British battery company Britishvolt is due to launch battery production at a 45-gigawatt-hour plant in northeast England in 2024. Chief strategy officer Isobel Sheldon said the advice the company is getting from raw materials suppliers is “don’t fix your prices now, wait for the next 12 months and fix the prices then because everything will be on a more even keel.”
“This over-securing of resources should be behind us by then,” she said. DEMAND BEATS SUPPLY
The industry has long been awaiting the battery cell cost threshold of $100 per kilowatt-hour, as a signal EVs were reaching price parity with fossil-fuel equivalents.

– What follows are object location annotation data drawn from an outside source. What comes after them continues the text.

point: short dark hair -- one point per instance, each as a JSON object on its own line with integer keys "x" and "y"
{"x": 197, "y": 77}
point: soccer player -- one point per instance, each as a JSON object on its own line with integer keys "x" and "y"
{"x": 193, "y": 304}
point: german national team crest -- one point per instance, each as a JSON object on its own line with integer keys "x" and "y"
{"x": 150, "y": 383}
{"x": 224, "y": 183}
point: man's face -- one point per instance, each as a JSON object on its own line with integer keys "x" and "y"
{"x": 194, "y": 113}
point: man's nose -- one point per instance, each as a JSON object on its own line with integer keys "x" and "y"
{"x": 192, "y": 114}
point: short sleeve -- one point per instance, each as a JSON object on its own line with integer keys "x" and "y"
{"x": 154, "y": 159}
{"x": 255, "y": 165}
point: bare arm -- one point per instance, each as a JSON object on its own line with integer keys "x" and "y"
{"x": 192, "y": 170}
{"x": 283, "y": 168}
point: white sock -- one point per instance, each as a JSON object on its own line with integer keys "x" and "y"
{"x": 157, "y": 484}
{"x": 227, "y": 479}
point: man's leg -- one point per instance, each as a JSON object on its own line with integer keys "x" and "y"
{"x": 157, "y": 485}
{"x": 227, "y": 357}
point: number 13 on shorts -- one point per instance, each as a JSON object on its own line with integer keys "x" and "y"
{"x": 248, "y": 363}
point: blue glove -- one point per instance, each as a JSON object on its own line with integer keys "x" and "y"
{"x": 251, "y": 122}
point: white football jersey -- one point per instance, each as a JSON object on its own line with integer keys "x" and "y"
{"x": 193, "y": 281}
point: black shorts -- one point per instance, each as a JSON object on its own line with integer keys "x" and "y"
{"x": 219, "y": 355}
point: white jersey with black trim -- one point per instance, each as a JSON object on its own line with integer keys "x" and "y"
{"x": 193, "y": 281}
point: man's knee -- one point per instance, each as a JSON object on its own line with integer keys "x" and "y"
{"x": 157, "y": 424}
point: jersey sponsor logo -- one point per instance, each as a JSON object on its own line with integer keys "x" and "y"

But with gasoline prices soaring and consumer preferences changing, that may no longer matter as much, analysts say.
EV demand in China and other markets “is going up faster than people thought — faster than the supply of materials” for EV batteries, said Stan Whittingham, a co-inventor of lithium-ion batteries and a 2019 Nobel laureate.
Concern about the environment and the climate also has motivated buyers, especially younger ones, to choose EVs over those that burn fossil fuels, said Chris Burns, chief executive of Novonix, a Halifax-based battery materials supplier.
“Many younger people entering the market are making buying decisions beyond simple economics and are saying they will only drive an EV because they are better for the planet,” Burns says. “They are making the plunge even though it would be cheaper” to drive a gas-powered car.
“I don’t think we will stop seeing reports trying to show a trend in battery prices down towards $60 or $80 a kilowatt-hour as aspirational targets, but it is possible that those may never get met,” he said. “However, it doesn’t mean that EV adoption will not rise.”